O juiz Lewis Liman rejeitou 10 das 13 reivindicações no caso de Lively, incluindo alegações de assédio e difamação.
Ele deixou em vigor três acusações contra Baldoni – quebra de contrato, retaliação e auxílio e cumplicidade em retaliação – que agora irão para um julgamento civil em Nova York, em 18 de maio.
A dupla, que estrelou o filme It Ends with Us de 2024, está travada em uma batalha judicial desde que Lively processou Baldoni, acusando-o de assédio e de campanha difamatória contra ela, o que ele nega.
No ano passado, um juiz rejeitou o contra-processo de Baldoni de US$ 400 milhões (£ 295 milhões) contra Lively, que alegava extorsão civil, difamação e invasão de privacidade.
O caso decorre de interações entre Baldoni e Lively no set de It Ends With Us, uma adaptação do romance best-seller de Colleen Hoover.
Apresenta Lively como personagem principal, Lily Bloom, uma jovem que cresceu testemunhando violência doméstica e se encontra na mesma posição anos depois.
A equipe jurídica de Lively acusou Baldoni e seu estúdio cinematográfico, Wayfarer, de planejarem destruir sua reputação, inclusive por meio da manipulação das redes sociais e do uso de jornalistas amigáveis para semear certas narrativas.

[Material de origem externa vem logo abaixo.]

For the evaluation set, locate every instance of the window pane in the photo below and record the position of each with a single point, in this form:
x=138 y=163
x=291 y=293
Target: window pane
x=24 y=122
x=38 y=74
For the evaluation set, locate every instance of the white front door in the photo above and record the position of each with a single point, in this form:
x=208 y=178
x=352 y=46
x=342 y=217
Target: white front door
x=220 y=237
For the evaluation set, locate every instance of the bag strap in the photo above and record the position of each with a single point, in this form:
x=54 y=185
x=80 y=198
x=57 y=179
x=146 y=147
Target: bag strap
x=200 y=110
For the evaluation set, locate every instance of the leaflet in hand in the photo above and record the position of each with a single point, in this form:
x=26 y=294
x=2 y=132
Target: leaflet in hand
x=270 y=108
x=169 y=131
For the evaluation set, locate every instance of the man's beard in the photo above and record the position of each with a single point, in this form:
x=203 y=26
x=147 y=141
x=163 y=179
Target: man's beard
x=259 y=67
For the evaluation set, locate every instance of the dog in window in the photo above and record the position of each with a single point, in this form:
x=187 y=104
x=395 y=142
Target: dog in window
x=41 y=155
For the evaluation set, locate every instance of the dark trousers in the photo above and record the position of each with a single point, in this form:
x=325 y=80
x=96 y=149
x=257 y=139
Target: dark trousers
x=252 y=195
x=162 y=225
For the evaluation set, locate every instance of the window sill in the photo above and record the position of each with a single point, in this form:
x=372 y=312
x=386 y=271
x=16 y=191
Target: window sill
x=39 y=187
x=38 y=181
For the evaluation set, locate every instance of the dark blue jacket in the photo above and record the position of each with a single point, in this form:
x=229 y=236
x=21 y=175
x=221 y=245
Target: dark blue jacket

Ela compartilhou detalhes das alegações em um artigo do New York Times publicado antes de seu processo.
Lively entrou com uma ação contra o Wayfarer Studios de Baldoni em dezembro de 2024, alegando que ele a assediou sexualmente no set e retaliou ela por apresentar essas queixas, entre outras acusações.
Em seu parecer de 152 páginas divulgado na quinta-feira, Liman listou uma série de razões para rejeitar as muitas acusações contra Baldoni.
Por um lado, disse ele, as acusações de assédio feitas por Lively contra Baldoni sob a lei da Califórnia não se sustentaram porque as filmagens – onde a má conduta supostamente ocorreu – ocorreram em Nova Jersey.
“Nenhum desses atos ou ocorrências fornece a ‘conexão substancial’ com a Califórnia necessária para sustentar as alegações de assédio sexual de Lively”, escreveu Liman.
O juiz também disse que Lively não era elegível para apresentar certas acusações de assédio e retaliação porque ela era uma contratada independente e não uma funcionária.
Textos entre Lively e Taylor Swift sobre Baldoni acabaram como prova [Getty Images]
Lively também acusou o advogado de Baldoni, Bryan Freedman, de difamá-la em uma série de declarações.
Mas Liman disse que, como essas declarações e outras se referiam diretamente às acusações que Baldoni enfrentava no tribunal, a alegação de difamação de Lively não se sustentou.
“Com certeza, muito do que Lively reclama não é acionável. Os Partidos Wayfarer tinham o direito de contratar especialistas em relações públicas e gestão de crises para proteger suas reputações”, escreveu Liman. “No entanto, certas condutas pelo menos ultrapassaram os limites.”
A juíza disse que algumas das acusações de retaliação apresentadas por Lively, nas quais ela acusa Baldoni de se envolver em uma “campanha coordenada” para atacar seu caráter e reputação, mereciam julgamento.
Baldoni também processou o marido de Lively, Ryan Reynolds (foto) [Getty Images]
Pouco depois do processo de Lively, Baldoni abriu processos de difamação contra Lively, seu marido Ryan Reynolds e seu publicitário, alegando que eles pretendiam arruinar sua carreira e reputação com as acusações, bem como contra o New York Times.
Ele alegou que Lively “roubou o filme” dele e de Wayfarer ao ameaçar não promovê-lo, e que ela e outros perpetuaram uma falsa narrativa de que Baldoni a havia agredido sexualmente e lançado uma campanha de difamação contra ela.
Mas em junho, Liman rejeitou o processo de Baldoni, dizendo que sua equipe “não alegou adequadamente que as ameaças de Lively eram extorsão injusta, em vez de negociação difícil legalmente permitida ou renegociação das condições de trabalho”.
As evidências na batalha legal envolveram textos depreciativos entre Lively e Taylor Swift sobre Baldoni.
A BBC contatou os advogados de Baldoni e Lively para comentar.